Moving into what will be his 19th year at Carnegie Mellon, Tony Wingen, as head men’s basketball coach and associate athletics director, is excited for the future of athletics at this institution.

Carrying the title of Carnegie Mellon’s winningest men’s basketball coach, Wingen balances a team of his own, while also managing administrative matters to keep things running smoothly for all of the school’s exceptional student athletes.

The Tartan chatted with Wingen last week to discuss his involvement with the Tartan athletics program.

The Tartan: What is your favorite part about being involved with athletics at Carnegie Mellon?

Wingen: I love the fact that our student athletes balance their studies so well while competing for championships in their sport. Developing a winning team at a world-class university is really great.

T: What sports were you involved in while you were growing up?

W: Basketball was my main focus by high school, but my brothers and I, and my dad, played just about every sport. Growing up in Enfield, we had such tremendous opportunities to play, and every memory I have is special.

T: Who has been a role model for you in terms of coaching basketball? Is there a coaching theory that you follow the most?

W: I have learned from all of the coaches that I have played for and worked with, but my dad, Jerry Wingen, and Ed Bilik at Springfield have been the most influential.

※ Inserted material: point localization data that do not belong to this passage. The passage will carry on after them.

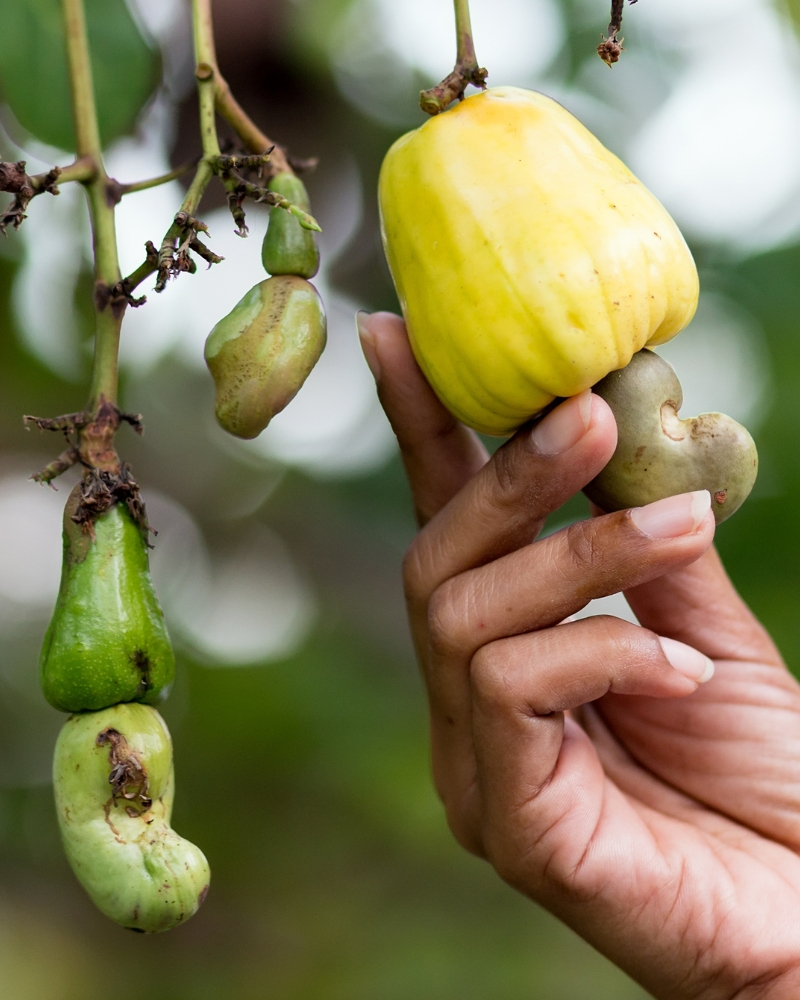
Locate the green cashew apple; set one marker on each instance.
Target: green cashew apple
(659, 455)
(288, 248)
(264, 349)
(114, 785)
(106, 641)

T: As an administrator as well, are there any exciting plans for the future of the athletic department?

W: We have a master plan for a new building, which we all hope will continue. As always, we’ll work with the coaches to help make their teams as competitive as they can be, and provide the best possible experience for our student athletes.

T: What responsibilities do you have as chairman of the National Association of Basketball Coaches committee on academics?

W: I’ve been a member of the committee for 20 years, and have been chair for the past two. The committee is responsible for promoting the academic “success stories” of college basketball players, and encouraging coaches to work with school children in their communities. We also administer the Literacy Champion Award, which recognizes a coach whose program and players have worked to enhance reading and literacy. This year’s winner was Bob Knight, and I had the honor of presenting the award to him at the Final Four. That was kind of a thrill.